- Pitcher
- Born: October 16, 1936 Greenville, Ohio, U.S.
- Died: June 6, 2023 (aged 86) Green Bay, Wisconsin, U.S.
- Batted: RightThrew: Right

MLB debut
- April 28, 1961, for the Philadelphia Phillies

Last MLB appearance
- August 21, 1970, for the San Diego Padres

MLB statistics
- Win–loss record: 48–41
- Earned run average: 3.69
- Strikeouts: 555
- Saves: 60
- Stats at Baseball Reference

Teams
- Philadelphia Phillies (1961–1965); Cincinnati Reds (1966–1967); San Diego Padres (1969–1970);

= Jack Baldschun =

American baseball player (1936–2023)

Jack Edward Baldschun (October 16, 1936 – June 6, 2023) was an American professional baseball pitcher. He was a relief pitcher in Major League Baseball (MLB) for all or part of nine seasons (1961–67; 1969–70), for the Philadelphia Phillies, Cincinnati Reds, and San Diego Padres. Baldschun threw and batted right-handed, and was listed as 6 ft 1 in tall, weighing 175 lb.

==Personal life==
Baldschun was a graduate of Greenville High School in his native Greenville, Ohio. He was originally signed by the Washington Senators out of Miami University in Oxford, Ohio, in 1956. Baldschun spent only one year in the Washington organization before he was acquired by Cincinnati and assigned to their Class C affiliate in Wausau, Wisconsin. In 1957, while playing minor league baseball for the Lumberjacks, he met his future wife, Charlotte Kolbe. They were married on April 10, 1958, and had two children, Kim and Brad.

==Baseball career==
Baldschun was selected by the Phillies in the Rule 5 draft on November 28, 1960. After learning how to throw the screwball, Baldschun made it to the majors as a 24-year-old rookie in 1961.
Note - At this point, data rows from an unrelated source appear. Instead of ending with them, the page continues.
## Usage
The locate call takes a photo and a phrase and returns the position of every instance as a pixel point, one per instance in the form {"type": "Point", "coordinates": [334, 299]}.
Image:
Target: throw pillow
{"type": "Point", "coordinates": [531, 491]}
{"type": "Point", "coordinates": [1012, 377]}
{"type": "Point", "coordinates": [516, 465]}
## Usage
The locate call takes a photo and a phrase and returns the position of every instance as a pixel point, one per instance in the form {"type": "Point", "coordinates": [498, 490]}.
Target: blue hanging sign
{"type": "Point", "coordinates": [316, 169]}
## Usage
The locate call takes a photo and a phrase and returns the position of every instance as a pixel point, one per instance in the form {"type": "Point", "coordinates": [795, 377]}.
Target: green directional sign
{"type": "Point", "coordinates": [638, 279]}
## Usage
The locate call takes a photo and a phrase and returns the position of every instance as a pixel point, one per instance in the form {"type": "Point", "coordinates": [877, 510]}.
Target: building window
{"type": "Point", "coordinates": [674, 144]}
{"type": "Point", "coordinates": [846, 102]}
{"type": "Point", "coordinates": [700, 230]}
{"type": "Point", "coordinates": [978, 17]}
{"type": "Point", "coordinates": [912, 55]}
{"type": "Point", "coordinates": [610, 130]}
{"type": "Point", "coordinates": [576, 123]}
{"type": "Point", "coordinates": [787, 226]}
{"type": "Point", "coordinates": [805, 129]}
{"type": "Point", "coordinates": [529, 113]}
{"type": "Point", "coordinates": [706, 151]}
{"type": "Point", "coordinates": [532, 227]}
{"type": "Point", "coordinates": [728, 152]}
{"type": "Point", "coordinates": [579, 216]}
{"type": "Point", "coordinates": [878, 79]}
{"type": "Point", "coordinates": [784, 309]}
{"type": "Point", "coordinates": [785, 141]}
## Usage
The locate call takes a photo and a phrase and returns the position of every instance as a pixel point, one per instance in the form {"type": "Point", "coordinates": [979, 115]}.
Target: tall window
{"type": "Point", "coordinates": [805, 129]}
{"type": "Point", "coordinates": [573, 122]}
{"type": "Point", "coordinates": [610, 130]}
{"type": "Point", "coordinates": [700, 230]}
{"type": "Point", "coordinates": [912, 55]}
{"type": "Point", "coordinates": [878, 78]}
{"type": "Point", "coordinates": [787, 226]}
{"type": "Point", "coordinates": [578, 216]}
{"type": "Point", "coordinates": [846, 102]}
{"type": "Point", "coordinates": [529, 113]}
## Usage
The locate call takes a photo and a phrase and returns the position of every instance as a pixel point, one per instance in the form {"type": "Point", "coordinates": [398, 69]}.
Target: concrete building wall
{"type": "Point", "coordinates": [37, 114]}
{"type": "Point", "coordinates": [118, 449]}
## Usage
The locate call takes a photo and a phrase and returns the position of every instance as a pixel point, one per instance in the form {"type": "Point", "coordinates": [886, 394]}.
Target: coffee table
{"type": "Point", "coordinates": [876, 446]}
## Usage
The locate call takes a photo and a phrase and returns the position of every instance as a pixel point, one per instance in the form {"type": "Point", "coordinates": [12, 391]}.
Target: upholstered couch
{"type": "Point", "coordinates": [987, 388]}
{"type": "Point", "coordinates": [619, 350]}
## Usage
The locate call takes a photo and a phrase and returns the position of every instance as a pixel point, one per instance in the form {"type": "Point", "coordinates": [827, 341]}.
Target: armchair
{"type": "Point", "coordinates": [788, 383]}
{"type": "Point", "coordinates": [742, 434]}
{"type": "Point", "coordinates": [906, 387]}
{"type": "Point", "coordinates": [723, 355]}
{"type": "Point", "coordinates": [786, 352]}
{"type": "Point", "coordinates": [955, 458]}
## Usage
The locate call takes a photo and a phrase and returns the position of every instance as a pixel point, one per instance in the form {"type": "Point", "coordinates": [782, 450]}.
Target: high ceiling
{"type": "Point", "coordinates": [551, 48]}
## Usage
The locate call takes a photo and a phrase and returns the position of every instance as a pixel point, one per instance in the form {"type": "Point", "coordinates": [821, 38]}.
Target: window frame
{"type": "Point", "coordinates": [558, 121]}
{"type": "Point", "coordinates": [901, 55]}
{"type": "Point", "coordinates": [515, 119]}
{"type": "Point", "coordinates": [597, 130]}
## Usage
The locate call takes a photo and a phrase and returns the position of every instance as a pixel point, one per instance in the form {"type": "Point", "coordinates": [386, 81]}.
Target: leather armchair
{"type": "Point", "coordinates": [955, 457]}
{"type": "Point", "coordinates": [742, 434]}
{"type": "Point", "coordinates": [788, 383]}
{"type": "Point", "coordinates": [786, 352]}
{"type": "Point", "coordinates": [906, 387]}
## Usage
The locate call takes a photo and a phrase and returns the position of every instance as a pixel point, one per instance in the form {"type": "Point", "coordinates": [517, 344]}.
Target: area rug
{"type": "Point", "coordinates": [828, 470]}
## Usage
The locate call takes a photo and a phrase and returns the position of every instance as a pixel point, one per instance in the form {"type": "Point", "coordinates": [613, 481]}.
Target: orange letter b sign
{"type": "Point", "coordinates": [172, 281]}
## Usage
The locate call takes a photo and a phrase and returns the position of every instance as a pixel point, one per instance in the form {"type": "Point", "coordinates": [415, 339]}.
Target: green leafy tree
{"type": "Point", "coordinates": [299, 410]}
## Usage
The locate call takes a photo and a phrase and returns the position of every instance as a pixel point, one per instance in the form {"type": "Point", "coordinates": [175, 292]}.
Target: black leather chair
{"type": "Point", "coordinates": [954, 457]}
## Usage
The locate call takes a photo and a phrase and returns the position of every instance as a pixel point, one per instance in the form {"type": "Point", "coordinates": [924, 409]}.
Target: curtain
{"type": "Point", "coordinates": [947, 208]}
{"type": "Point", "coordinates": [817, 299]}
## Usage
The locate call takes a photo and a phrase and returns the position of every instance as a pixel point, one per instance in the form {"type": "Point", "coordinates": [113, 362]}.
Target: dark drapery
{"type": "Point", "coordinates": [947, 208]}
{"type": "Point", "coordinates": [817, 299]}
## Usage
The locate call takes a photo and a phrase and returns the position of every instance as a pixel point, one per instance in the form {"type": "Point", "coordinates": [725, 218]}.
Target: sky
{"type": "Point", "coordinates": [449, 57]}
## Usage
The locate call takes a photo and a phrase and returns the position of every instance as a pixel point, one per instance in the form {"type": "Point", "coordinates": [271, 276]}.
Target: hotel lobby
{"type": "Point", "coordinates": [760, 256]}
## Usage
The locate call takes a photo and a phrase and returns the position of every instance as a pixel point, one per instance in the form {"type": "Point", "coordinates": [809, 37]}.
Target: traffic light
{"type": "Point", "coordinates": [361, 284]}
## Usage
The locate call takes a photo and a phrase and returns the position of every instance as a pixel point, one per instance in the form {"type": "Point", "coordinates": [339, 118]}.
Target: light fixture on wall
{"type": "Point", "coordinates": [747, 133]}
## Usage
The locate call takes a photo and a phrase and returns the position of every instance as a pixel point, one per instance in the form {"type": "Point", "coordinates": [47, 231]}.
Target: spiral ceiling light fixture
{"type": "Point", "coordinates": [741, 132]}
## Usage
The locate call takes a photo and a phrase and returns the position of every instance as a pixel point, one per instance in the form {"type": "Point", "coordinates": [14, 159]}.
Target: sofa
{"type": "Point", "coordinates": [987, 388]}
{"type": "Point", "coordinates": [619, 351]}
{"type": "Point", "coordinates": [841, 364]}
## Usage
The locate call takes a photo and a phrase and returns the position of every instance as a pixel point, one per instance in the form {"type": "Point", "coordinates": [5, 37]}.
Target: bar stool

Baldschun made his major league debut on April 28, 1961, in relief of Chris Short in a 10-9 Phillies road loss to the St. Louis Cardinals. Baldschun pitched one inning, allowing no runs, one hit and one walk. That season. the Phillies endured their fourth straight last-place finish with a major league-worst 47–107 mark and a 23-game losing streak in August that still stands as a record. Baldschun led all National League pitchers with 65 appearances and was the only Phillies pitcher with a winning record (5–3).

Baldschun established himself as the closer by leading the team in saves in each of the next three years (13 in 1962, 16 in 1963, 21 in 1964). During the Phillies' "September swoon" of 1964, Baldschun was used in relief but not as a closer because manager Gene Mauch believed he was not going after hitters aggressively enough and was going too deep in the counts. Baldschun continued to fall out of favor with Mauch in 1965, registering only six saves due to a failure to hold leads. His five-season record in Philadelphia was 39–34 with 59 saves.

Baldschun was among the National League leaders in several categories during his career, including leading the league in games pitched with 65 in 1961. He was also in the league's top 10 in games pitched in 1962, 1963, 1964, 1965 and 1969 and in saves in 1961, 1962 and 1964.

Baldschun was traded to the Baltimore Orioles for Jackie Brandt and Darold Knowles on December 6, 1965. Baldschun was originally expected to strengthen a bullpen that featured aging veterans Dick Hall and Stu Miller and lost Harvey Haddix to retirement. Instead he drew the interest of the Reds which acquired him, Milt Pappas and Dick Simpson from the Orioles for Frank Robinson three days later on December 9. Baldschun went 9–7 with one save for the remainder of his major league career.

Over nine major league seasons, Baldschun had a 48–41 record with 60 saves, 555 strikeouts and a 3.69 earned run average in 457 games. He had 704 innings pitched, allowing 687 hits, 45 home runs, 298 walks (including 67 intentional), 23 hit batsmen and 49 wild pitches.

==After baseball==
Immediately after his playing career ended, Baldschun and his wife Charlotte moved to Green Bay, Wisconsin, and Jack joined his brother-in-law in a carpentry business. Three years later, he became a salesman for a lumber company.

In retirement, Baldschun became a grandfather and lived in Green Bay. He died of leukemia on June 6, 2023, at the age of 86.